Oh dear was I taken aback. I mean, sweet little Emily, everything she owns is pink, accusing me of being a kidnapper that lures young children with cotton candy - unbelievable. That's the last time I offer...

In the more advanced classes, we sometimes just have "free talking" where I ask different questions, sometimes putting them in pairs to talk before speaking together as a class. The other night, I asked what the last movie was that they had seen and one girl responded "Strange Country Alice." At first, my mind started humming a mash up of "Black Country Woman" and "Alice's Restaurant," so I was really curious. I asked her if this was an American movie (I haven't seen a movie in theaters since October) before I noticed a few other students asked her in Korean and began laughing. She meant "Alice in Wonderland," but through double translation (English to Korean back to English) came up with "Strange Country." I was laughing with the class until I felt a little lightheaded...
One of the beginner books we use teaches "can" and "can't" along with basic activities (fly a kite, draw a picture, hit a ball, ride a bike). "Ride a pony" is one of the activities, and I doubt many Korean kids have ever ridden a pony, but I still ask.
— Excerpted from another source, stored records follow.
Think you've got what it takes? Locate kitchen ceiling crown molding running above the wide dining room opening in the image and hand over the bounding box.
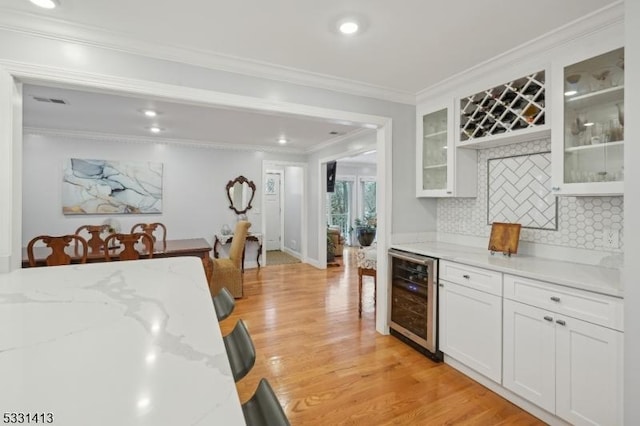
[0,9,415,105]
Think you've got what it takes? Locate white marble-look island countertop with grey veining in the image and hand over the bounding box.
[0,257,245,426]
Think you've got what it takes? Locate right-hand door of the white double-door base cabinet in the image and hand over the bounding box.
[555,317,623,425]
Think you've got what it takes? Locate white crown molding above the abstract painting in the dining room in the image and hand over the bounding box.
[23,126,306,155]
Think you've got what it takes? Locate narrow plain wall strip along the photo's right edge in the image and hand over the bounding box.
[623,0,640,425]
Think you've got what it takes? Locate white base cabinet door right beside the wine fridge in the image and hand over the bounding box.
[439,281,502,383]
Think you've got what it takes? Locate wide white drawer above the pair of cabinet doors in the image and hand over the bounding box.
[504,274,624,331]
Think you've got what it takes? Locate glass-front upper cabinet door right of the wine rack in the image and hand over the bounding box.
[552,48,624,195]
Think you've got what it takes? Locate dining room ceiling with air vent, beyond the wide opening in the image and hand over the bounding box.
[23,84,373,153]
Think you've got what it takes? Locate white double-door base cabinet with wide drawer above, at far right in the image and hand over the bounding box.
[503,275,623,425]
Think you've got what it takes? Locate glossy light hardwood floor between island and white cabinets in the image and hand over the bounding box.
[221,250,544,425]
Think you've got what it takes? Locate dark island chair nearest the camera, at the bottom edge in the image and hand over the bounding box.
[242,378,291,426]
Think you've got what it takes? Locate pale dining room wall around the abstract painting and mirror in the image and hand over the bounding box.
[22,134,300,250]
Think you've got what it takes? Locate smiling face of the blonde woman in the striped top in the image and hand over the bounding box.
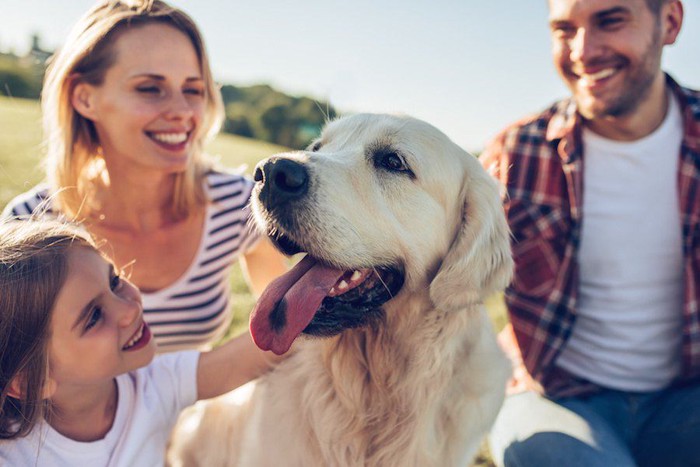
[72,23,207,177]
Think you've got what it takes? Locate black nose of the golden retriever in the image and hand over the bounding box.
[254,157,309,209]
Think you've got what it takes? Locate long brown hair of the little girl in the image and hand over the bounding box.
[0,220,97,439]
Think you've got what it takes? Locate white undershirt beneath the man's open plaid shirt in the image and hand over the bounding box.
[556,93,683,391]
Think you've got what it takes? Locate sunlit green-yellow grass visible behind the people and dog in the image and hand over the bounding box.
[0,96,506,467]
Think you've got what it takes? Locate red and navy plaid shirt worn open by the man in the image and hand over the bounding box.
[481,76,700,397]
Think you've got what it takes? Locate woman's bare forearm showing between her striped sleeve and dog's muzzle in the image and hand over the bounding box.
[241,237,289,297]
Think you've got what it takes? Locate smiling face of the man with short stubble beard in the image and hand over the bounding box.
[549,0,670,120]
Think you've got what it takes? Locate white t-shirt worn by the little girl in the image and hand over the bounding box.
[0,351,199,467]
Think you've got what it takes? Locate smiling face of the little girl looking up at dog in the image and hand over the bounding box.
[49,247,155,391]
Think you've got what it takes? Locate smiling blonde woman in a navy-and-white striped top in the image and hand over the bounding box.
[5,0,286,351]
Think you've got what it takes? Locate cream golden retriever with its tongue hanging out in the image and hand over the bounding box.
[170,114,513,467]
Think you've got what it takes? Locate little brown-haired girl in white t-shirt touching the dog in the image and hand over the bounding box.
[0,221,272,466]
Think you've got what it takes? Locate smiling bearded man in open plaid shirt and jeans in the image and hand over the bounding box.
[482,0,700,467]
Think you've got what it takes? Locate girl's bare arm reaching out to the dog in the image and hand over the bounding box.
[197,332,290,400]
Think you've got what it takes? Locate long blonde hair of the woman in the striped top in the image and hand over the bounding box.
[42,0,224,219]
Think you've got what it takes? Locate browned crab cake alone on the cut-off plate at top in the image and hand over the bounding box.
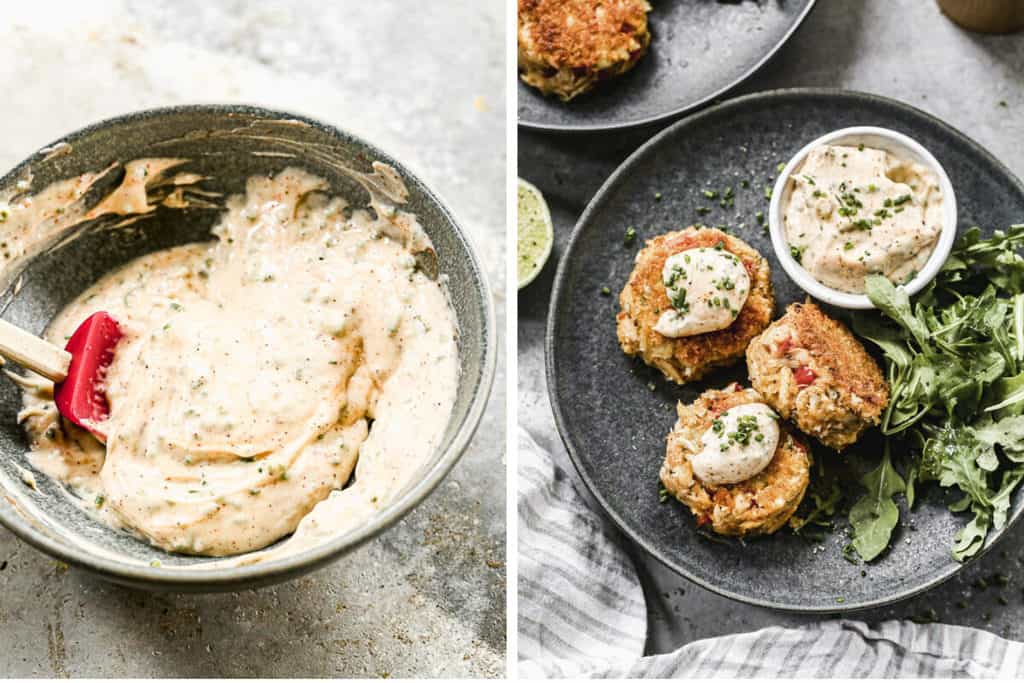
[518,0,650,101]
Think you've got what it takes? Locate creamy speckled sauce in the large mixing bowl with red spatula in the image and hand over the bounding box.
[22,169,459,563]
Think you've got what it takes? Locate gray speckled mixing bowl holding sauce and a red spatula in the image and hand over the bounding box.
[0,105,496,591]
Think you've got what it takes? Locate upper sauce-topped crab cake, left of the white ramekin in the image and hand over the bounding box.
[616,227,774,384]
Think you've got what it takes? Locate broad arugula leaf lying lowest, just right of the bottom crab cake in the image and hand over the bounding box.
[850,441,906,562]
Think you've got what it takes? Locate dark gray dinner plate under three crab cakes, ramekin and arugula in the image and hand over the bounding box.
[546,89,1024,612]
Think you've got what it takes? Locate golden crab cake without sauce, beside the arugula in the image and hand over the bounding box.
[746,302,889,451]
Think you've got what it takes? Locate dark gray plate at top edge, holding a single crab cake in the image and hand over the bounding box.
[518,0,814,132]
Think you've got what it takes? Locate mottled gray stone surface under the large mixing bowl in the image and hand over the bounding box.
[0,0,506,678]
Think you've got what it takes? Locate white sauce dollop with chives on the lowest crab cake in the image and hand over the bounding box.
[690,403,779,485]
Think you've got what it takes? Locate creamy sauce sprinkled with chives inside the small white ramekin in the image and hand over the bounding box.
[782,145,943,294]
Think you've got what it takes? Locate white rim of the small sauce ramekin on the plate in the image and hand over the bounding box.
[768,126,957,310]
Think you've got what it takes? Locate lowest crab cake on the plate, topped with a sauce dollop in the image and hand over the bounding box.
[662,384,811,536]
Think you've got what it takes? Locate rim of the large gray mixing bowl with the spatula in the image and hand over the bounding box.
[0,103,498,592]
Towards the end of a lesson, I asked little Matthew "can you ride a pony?" He responded in Korean and everyone laughed pretty hard (sensing the trend yet?) but there was no Korean teacher around to clarify for me. I was really curious to know what he said so I asked him again.

I could tell he was trying to describe something and the class was getting a real kick out of it, but my questions weren't really getting me anywhere, so I just handed him the white board marker and told him to draw what he meant on the board. So little Matthew marched up to the board and proceeded to draw a horse with an enormous erection. I could hardly believe my eyes.

Goodness, I couldn't have reached for the eraser any faster.